In April 2015, the Revolutionary Court in Shiraz sentenced the Sufis to long periods in exile on charges of “waging war against the state” through membership to “a deviant sect.” One of those exiled was Mohammad Ali Shamshirzan, who has now been given a life sentence. At the time, he was sent to the southern port city of Bandar Abbas.

Of the seminary students responsible for attacking dervishes, two were sentenced by the Special Clergy Court to six months in prison and 34 lashes — but both sentences were suspended. Nobody was held accountable for the death of Vahid Banaei.
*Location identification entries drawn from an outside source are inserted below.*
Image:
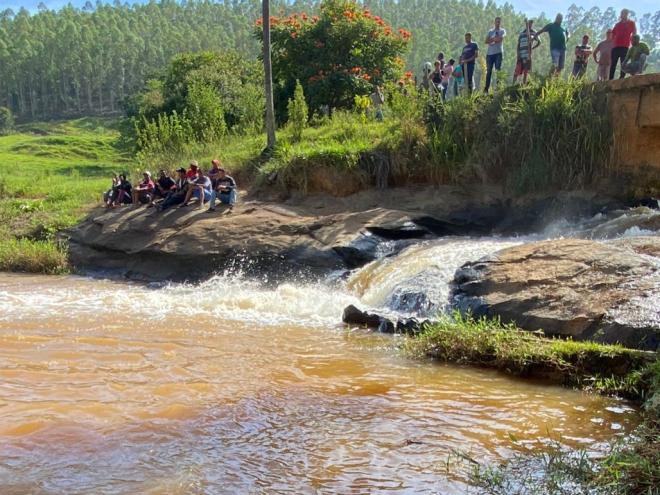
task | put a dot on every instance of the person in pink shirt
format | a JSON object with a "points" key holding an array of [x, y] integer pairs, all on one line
{"points": [[447, 71], [621, 39], [603, 57]]}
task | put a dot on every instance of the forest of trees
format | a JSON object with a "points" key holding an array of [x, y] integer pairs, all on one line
{"points": [[88, 61]]}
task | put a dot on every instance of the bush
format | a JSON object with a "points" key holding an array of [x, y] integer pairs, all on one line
{"points": [[6, 121], [205, 113], [551, 133], [298, 113]]}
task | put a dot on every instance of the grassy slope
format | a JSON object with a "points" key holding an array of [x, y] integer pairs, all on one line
{"points": [[50, 173], [632, 467]]}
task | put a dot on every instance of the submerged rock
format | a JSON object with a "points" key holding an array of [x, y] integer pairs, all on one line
{"points": [[603, 291], [384, 324]]}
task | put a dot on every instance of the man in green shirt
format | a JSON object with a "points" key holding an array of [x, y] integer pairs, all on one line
{"points": [[558, 36], [635, 60]]}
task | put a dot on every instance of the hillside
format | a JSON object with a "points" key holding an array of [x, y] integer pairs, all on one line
{"points": [[86, 61], [49, 176]]}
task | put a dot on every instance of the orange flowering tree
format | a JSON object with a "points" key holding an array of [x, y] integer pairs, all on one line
{"points": [[341, 53]]}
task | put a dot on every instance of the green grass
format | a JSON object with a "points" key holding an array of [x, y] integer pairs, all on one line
{"points": [[492, 344], [632, 467], [50, 174]]}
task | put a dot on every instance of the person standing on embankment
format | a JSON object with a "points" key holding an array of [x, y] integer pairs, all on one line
{"points": [[558, 37], [621, 41]]}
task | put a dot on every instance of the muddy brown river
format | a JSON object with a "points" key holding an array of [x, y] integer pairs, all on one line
{"points": [[225, 387]]}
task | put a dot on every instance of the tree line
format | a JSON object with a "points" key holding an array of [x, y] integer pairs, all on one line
{"points": [[88, 61]]}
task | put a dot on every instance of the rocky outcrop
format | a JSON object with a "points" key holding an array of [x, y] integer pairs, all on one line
{"points": [[384, 324], [603, 291]]}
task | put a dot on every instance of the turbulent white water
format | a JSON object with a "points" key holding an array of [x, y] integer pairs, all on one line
{"points": [[231, 386]]}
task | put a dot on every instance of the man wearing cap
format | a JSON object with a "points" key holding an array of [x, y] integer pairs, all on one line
{"points": [[603, 57], [143, 192], [225, 190]]}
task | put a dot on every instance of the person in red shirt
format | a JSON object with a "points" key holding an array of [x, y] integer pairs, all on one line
{"points": [[192, 171], [621, 39]]}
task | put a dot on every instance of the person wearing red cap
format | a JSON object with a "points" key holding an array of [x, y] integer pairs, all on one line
{"points": [[192, 171], [621, 41]]}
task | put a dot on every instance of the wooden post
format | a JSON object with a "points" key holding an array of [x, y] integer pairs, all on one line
{"points": [[268, 77]]}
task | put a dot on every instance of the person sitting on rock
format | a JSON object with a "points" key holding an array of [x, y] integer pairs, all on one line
{"points": [[635, 61], [225, 190], [124, 192], [200, 188], [178, 194], [191, 174], [143, 192], [164, 186], [214, 172]]}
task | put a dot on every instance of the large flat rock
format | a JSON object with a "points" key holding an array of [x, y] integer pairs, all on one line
{"points": [[603, 291]]}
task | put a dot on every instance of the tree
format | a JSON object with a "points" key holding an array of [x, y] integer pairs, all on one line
{"points": [[6, 121], [298, 112], [268, 77], [341, 53]]}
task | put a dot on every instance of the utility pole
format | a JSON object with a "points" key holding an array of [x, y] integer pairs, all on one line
{"points": [[268, 78]]}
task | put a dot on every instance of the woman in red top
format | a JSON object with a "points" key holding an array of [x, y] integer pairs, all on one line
{"points": [[621, 35]]}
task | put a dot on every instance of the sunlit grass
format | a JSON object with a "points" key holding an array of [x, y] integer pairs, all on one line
{"points": [[50, 174]]}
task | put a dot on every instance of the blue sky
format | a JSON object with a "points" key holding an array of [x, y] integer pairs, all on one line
{"points": [[532, 7]]}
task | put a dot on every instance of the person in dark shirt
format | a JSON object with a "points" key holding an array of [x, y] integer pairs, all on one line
{"points": [[582, 53], [124, 192], [164, 186], [178, 194], [213, 172], [199, 188], [225, 190], [467, 60]]}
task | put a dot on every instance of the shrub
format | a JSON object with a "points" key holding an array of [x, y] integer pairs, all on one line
{"points": [[297, 113], [6, 121], [551, 133], [205, 113]]}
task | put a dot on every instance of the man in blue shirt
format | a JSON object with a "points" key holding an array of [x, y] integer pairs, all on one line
{"points": [[495, 51], [468, 57], [558, 36]]}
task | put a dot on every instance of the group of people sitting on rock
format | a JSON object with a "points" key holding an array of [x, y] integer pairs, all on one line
{"points": [[166, 191]]}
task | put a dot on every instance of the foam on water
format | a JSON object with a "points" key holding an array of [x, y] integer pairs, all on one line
{"points": [[224, 297]]}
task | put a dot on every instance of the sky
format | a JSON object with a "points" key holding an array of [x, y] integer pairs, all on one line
{"points": [[531, 7]]}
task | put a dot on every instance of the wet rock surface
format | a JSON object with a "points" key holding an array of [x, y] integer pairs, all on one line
{"points": [[384, 324], [603, 291]]}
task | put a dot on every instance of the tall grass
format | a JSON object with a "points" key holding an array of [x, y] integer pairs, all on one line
{"points": [[50, 174], [549, 134], [24, 255], [484, 342]]}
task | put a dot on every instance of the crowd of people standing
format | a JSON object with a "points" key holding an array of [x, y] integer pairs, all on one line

As was reported by the Center for Human Rights in Iran on October 5, Shamshirzan, who has been suffering from medical problems, began his exile in Bandar Abbas in the spring of 2016, but was imprisoned on January 7, 2017 after checking in with the local police station. He has been held there ever since.

“According to doctors at the prison clinic in Bandar Abbas, Mr. Shamshirzan, who suffers from heart disease, needs urgent treatment, but the prison officials have so far refused to allow him to be seen by a specialist,” a source told the center. Shamshirzan was hospitalized twice, in January 29 and March 2, 2017, but each time he was quickly returned to prison despite the doctors’ recommendations. And, following on from the judiciary’s recent decision to change the terms of his sentence, Shamshirzan now faces a lifetime in prison unless he agrees to repent for his religious activities as a Gonabadi Sufi dervish.

The judge responsible for handing down the Shiraz Revolutionary Court verdicts argued that the sentences were changed because the punishment of exile was merely the “minimum” allowed under the law, but that the alleged crime of “waging war against the state” by following “a deviant sect” has no “ceiling” — meaning that it can be arbitrarily increased — unless they repent. Article 284 of the Islamic Republic Penal Code states that “warriors against God” must stay in exile until they repent, but in recent years Ayatollah Khamenei has issued fatwas allowing the judiciary to convert the exile verdict into prison sentences.

Article 23 of the Islamic Republic clearly states that the “investigation of individuals' beliefs is forbidden, and no one may be molested or taken to task simply for holding a certain belief.” But, as with so many minority religious groups in Iran, the reality is much different. Gonabadi dervishes and others have been under constant harassment since the Islamic Revolution of 1979. So the recent campaign, which identifies this treatment and harassment as “civil death,” is accurate, to say the least.